About Us

What We Do

Structural Well-Being Framework ©

Centering community to establish self-directed solutions is critical to achieving transformational change and better life outcomes. Communities of color are not routinely engaged in the design and/or implementation of the solutions to achieve their own well-being. And sectors have repeatedly failed to make impactful sustainable change.

BI has worked in 300+ jurisdictions nationally to support local efforts to eliminate racial and ethnic disparities. Over time, however, BI realized the limitations of “harm reduction” and evolved to address the longstanding structural inequities with a cross-sector approach to design and achieve structural well-being.

BI defines structural well-being as a system of public policies, institutional and inclusive practices, cultural representations, and other norms that work to strengthen families, communities and individual well-being for positive life outcomes. To dismantle the nation’s current operational framework of structural racism, we must replace it with a structural well-being frame to provide families and communities what they need to thrive: a sense of belonging and community, and equitable access to the resources necessary for positive life outcomes.

Place-Based Approach

Our place-based approach identifies and assesses the viability of local sites to overcome challenges that have historically stalled equity reform in most jurisdictions. This work engages local jurisdictions ready to take a journey to transform public safety by examining the social determinants of justice.

BI’s process is cross-sector and steeped in services, restorative practices, and humanity rather than custody, control, and suppression. Participants include justice sector and non-judicial public systems (i.e., education, health, child welfare, and housing) alongside community and those directly impacted as fully engaged, authentic partners.

Critical to this work is the willingness of cities and counties to engage in a process to collect, analyze, and use data that correlates the intersection of services to families across sectors. This requires trust and transparency around budget allocations and service delivery approaches.
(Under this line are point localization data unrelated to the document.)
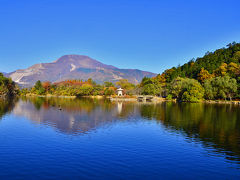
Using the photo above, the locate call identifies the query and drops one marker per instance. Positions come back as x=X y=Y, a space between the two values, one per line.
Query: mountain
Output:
x=76 y=67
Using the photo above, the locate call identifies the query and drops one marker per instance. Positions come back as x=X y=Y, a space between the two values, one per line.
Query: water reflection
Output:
x=216 y=126
x=6 y=106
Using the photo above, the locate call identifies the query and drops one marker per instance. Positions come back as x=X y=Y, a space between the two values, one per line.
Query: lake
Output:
x=59 y=138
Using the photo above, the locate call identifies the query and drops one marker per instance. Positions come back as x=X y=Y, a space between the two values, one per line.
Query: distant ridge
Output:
x=76 y=67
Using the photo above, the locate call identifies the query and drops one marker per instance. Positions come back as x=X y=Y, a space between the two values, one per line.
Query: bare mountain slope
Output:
x=75 y=67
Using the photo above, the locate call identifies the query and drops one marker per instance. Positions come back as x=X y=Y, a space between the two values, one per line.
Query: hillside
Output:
x=211 y=61
x=76 y=67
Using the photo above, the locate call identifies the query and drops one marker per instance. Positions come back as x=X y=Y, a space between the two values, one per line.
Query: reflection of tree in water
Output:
x=6 y=105
x=73 y=116
x=216 y=126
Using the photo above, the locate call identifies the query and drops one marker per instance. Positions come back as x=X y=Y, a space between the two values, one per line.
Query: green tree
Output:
x=185 y=89
x=221 y=87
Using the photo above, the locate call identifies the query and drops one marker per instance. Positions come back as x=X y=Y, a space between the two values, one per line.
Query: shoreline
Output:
x=155 y=99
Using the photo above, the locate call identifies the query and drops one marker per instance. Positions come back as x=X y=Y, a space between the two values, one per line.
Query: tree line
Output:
x=213 y=76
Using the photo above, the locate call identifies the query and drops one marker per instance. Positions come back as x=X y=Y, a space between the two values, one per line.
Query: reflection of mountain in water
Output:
x=6 y=106
x=68 y=115
x=215 y=126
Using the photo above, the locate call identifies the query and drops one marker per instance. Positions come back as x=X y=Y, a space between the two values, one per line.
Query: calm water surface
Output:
x=97 y=139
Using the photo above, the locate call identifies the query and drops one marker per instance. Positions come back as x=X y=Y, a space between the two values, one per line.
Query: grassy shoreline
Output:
x=134 y=99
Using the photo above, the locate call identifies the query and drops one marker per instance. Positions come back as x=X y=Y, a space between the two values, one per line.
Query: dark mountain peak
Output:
x=76 y=67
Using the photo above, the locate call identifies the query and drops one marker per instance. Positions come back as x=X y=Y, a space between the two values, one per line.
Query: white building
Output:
x=120 y=91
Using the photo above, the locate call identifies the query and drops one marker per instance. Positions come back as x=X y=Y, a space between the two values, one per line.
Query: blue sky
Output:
x=149 y=35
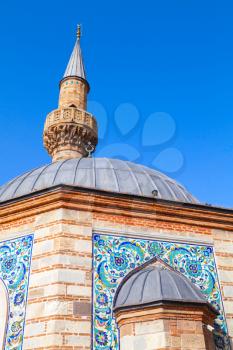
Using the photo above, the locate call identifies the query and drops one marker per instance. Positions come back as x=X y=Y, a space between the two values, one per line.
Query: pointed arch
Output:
x=3 y=313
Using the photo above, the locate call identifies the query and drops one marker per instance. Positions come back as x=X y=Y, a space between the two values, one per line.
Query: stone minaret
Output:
x=70 y=131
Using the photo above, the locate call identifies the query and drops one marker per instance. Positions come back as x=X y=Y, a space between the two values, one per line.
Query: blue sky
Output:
x=161 y=76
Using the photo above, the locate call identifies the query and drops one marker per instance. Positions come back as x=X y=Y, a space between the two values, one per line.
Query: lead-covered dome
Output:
x=111 y=175
x=157 y=284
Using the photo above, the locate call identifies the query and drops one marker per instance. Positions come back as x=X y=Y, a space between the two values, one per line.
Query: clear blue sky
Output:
x=168 y=56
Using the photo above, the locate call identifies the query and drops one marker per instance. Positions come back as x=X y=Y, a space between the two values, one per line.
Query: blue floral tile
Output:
x=15 y=261
x=115 y=257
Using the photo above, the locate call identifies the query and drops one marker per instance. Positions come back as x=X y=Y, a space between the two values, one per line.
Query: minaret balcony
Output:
x=71 y=115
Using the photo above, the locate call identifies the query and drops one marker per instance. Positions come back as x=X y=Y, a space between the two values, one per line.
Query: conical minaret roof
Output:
x=75 y=66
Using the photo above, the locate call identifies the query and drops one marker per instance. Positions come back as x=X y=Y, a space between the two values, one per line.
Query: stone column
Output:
x=60 y=294
x=162 y=327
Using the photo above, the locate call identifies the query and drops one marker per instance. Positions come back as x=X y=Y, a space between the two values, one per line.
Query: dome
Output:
x=111 y=175
x=156 y=284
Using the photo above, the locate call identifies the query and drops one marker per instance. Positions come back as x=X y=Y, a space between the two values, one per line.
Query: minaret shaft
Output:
x=73 y=92
x=70 y=128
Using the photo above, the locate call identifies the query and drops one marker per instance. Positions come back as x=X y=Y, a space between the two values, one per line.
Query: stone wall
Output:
x=60 y=294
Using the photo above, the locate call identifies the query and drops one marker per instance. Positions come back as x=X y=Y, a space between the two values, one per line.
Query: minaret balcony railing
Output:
x=71 y=115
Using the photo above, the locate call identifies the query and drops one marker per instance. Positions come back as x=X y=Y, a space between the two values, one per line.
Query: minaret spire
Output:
x=70 y=129
x=79 y=32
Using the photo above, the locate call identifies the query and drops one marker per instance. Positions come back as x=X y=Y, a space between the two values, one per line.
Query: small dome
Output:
x=156 y=284
x=103 y=174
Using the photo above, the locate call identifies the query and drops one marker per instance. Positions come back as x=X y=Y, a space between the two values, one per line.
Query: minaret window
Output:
x=3 y=314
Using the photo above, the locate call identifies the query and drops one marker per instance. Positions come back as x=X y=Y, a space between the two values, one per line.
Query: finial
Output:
x=79 y=31
x=89 y=149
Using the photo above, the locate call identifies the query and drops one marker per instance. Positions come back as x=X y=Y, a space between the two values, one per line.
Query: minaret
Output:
x=70 y=131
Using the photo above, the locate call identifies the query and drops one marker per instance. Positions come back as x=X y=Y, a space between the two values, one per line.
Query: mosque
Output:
x=106 y=254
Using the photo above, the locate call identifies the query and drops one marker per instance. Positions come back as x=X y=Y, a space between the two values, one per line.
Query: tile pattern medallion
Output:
x=15 y=261
x=115 y=257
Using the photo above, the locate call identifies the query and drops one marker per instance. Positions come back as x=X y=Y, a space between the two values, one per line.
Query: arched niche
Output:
x=3 y=314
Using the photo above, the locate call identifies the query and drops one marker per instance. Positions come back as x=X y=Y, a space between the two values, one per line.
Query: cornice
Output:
x=116 y=204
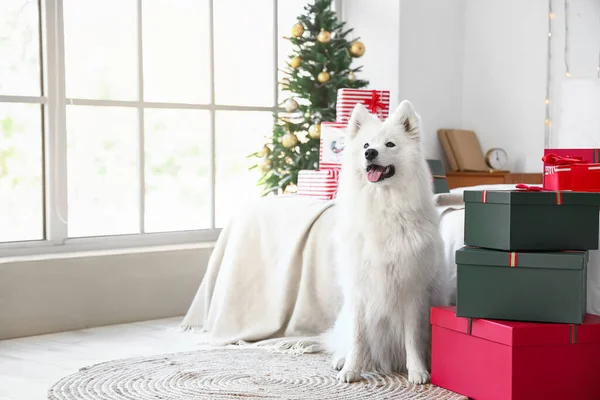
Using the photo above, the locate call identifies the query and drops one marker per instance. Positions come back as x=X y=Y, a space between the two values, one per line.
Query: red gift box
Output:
x=502 y=360
x=376 y=101
x=557 y=177
x=551 y=180
x=321 y=184
x=332 y=144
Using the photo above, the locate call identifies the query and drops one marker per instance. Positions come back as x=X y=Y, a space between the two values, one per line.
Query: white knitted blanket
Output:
x=271 y=275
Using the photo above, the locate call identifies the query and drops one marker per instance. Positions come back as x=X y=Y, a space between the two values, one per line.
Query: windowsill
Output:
x=110 y=245
x=71 y=253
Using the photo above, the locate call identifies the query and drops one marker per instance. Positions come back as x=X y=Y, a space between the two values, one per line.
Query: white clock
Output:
x=496 y=158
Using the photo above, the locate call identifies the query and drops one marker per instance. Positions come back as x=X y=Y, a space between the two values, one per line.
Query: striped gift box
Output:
x=332 y=144
x=376 y=101
x=321 y=184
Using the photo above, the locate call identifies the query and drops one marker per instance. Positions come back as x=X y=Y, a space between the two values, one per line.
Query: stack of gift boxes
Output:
x=323 y=183
x=520 y=329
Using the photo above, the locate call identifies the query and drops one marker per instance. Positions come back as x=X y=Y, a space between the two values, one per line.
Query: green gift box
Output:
x=535 y=287
x=440 y=184
x=527 y=220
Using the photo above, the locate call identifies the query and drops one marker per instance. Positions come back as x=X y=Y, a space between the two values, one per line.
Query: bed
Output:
x=270 y=274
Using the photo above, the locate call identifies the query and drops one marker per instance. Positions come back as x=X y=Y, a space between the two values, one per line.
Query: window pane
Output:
x=244 y=52
x=176 y=51
x=19 y=48
x=177 y=170
x=103 y=179
x=288 y=12
x=101 y=49
x=239 y=133
x=21 y=188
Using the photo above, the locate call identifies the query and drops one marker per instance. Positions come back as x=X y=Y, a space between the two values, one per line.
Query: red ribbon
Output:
x=553 y=159
x=374 y=103
x=528 y=188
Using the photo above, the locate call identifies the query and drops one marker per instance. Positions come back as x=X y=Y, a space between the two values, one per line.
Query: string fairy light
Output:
x=567 y=69
x=548 y=121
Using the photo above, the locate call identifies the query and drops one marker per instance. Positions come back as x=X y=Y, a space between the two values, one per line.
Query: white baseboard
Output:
x=39 y=296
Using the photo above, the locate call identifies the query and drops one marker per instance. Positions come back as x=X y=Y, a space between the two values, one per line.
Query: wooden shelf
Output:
x=462 y=179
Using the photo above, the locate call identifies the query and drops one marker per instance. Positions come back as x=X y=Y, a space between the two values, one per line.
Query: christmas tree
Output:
x=319 y=65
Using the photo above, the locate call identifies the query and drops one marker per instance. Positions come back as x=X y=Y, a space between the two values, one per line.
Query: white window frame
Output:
x=54 y=102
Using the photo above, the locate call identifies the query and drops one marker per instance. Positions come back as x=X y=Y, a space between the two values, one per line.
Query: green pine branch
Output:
x=279 y=162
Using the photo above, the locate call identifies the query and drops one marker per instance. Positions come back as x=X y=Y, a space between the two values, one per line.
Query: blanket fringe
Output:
x=294 y=346
x=192 y=328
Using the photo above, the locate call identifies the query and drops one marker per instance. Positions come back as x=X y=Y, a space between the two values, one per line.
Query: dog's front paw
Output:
x=338 y=363
x=418 y=377
x=348 y=376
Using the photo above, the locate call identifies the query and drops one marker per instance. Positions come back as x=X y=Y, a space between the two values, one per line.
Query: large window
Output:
x=127 y=122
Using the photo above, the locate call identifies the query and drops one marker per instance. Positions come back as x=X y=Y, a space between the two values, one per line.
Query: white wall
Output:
x=504 y=77
x=73 y=291
x=431 y=63
x=377 y=26
x=477 y=64
x=504 y=80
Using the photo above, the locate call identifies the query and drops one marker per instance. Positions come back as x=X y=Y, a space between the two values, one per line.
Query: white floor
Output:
x=29 y=366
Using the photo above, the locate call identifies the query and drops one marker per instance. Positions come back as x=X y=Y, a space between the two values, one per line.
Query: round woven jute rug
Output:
x=232 y=374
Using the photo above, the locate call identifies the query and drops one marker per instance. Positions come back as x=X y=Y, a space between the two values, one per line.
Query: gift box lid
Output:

BI challenges jurisdictions to inquire how racial hierarchy exists in the administration of justice and join us in a journey to imagine better safety outcomes for communities.

To deconstruct how structural racism operations in local jurisdictions, we engage four major issues:

Negotiating the long-held principle that justice is colorblind and race-neutral thereby negating the necessity to address policies and practices that reflect racialized social control.

Investment in communities that most populate the justice sector is outside the justice sector’s purview. Community disinvestment is a structural issue larger than the justice sector can handle alone, requiring political solutions that public systems cannot control.

Government is not structured to promote flexible, cross-sector responses to complex human services problems that involve safety.

It is difficult for elected and appointed officials to share power with each other and communities most in need of human service interventions.